Whether the reader receives access to issue depends on the Product ID and publication date.
Product ID is an identifier that you will use with iTunes Connect (or Google Play) interface. With this interface that you have to set up with Apple/Google you further identify what issues you sell and at what price. Product ID serves as identification of your reader and further differentiation attributes. The reverse entry is used in similar way as with internet address, only reversed. So if you have a company MyPub and issue monthly magazine called MyTimes, then the reader identifier will be cz.mypub.mytime – remember you cannot change the identifier later!
Then the issue identifier (Product ID) text for January issue 2012 the may look like this cz.mypub.mytime.1201
In the App Store (store operated by Apple) or Google Play (run by Google) the reader purchases just this identifier and it cannot be changed later in any way. So once you sell the Product ID cz.mypub.mytime.1201 to your reader, it should always be available for release with this Product ID.
Second way the reader can access the issue is the subscription. At this moment the subscription is only possible to sell through the App Store. In real terms, this is a purchasing period (not a number of pieces). If reader purchases on monthly subscription, such as 8th September 2012, then the prepaid period is 8th September to 7th October 2012. If within 24 hours before the end of the subscription the automatic renewal is not cancelled, it will be then renewed and thus extended from 8th September to 7th November 2012. Again, if the renewal is not canceled, another credit card payment will be effective, etc.
The Triobo reader offers such issues to its readers, whose release date falls within the paid period, plus extra one issue that is current at the time of purchase (this is the Apple’s rule). So thus imagine any issue not by the date it comes out, but as the interval between the date it is issued and the date of the next issue. The reader gets access to all issues that intersect with the interval of subscription.
Subscription example
Issues 1, 2 and 3 were published on 15th January, 15th February and 15th March. The reader had paid a monthly subscription on 3rd February and discontinued it on 8th February (to avoid automatic renewal). He has therefore paid for the interval from 3rd February to 2nd March. At the time of purchase he has received the issue number 1. Once the issue number 2 is published on 15th February he will get it as well. However he will not receive the third issue.
If you later uninstall the reader and then reinstall it again (or even install it on another tablet/phone) and enter the function Refresh purchases, you will re-access the number 1 and 2 issues.
Note that by purchasing on monthly subscription the reader had received two editions: and therefore has the right to number 1 issue, even though he has paid on 3rd February and the issue already came out on 15th January. At the time of purchase the subscription was still “valid”.

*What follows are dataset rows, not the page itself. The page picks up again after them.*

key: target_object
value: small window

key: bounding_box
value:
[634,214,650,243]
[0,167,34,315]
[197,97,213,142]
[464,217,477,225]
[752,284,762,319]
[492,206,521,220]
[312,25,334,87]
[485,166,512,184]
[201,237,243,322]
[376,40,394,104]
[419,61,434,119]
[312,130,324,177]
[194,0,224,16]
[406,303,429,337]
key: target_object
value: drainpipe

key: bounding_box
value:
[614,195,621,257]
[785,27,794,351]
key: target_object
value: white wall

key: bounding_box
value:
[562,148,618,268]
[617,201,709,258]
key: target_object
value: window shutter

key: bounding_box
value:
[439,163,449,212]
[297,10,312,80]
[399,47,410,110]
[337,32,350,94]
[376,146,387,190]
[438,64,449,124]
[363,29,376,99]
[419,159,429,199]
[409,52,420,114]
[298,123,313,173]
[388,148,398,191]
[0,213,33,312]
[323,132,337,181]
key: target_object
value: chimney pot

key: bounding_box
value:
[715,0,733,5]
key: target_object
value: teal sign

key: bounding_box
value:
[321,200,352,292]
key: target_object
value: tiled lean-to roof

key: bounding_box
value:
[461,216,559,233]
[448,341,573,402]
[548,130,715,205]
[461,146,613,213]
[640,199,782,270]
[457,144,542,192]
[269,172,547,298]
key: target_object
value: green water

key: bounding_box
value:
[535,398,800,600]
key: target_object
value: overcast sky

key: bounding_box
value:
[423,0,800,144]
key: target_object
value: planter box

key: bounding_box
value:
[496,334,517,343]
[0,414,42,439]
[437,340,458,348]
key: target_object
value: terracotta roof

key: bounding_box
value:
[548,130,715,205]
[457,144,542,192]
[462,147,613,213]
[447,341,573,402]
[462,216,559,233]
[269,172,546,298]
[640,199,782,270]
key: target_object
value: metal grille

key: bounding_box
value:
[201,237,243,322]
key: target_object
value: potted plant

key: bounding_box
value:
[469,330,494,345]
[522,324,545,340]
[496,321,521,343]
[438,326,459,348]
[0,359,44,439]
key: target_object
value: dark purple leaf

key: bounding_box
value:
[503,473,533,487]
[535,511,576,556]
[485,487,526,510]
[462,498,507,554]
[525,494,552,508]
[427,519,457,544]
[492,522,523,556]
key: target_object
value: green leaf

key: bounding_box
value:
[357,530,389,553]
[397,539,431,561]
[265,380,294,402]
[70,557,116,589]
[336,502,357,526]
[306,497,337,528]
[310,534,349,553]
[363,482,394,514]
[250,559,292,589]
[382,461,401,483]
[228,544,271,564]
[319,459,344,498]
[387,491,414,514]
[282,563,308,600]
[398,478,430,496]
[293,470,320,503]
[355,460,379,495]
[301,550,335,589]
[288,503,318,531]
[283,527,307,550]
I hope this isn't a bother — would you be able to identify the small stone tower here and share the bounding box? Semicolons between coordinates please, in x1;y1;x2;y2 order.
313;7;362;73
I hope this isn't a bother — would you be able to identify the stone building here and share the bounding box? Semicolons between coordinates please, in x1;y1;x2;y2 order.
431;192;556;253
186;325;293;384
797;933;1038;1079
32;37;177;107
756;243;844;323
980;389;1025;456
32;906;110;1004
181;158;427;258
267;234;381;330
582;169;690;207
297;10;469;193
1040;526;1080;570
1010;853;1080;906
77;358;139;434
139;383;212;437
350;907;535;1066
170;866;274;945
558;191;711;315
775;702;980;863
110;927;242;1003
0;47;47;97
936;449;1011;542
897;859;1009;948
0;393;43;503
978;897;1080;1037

Therefore when setting the subscription price take into account the following:
- the reader usually gets about one extra issue than it would correspond to the subscription length
- If the journal is published irregularly (e.g. in the summer a double issue is published in July), it may happen that the reader will not receive any new issue within the subscription period
- it may also happen that if you are not using the exact date of the month the reader receives only 11 issues for a yearly subscription
The reader should be notified about all these facts. In the event that the reader will want to complain about subscription purchase, he will not be able to resolve anything with the publisher nor the Triobo operator – because the seller is Apple. However the Apple does not guarantee that any issue is published within the purchase interval and rejects the claim. However these are pitfalls of “time subscription”.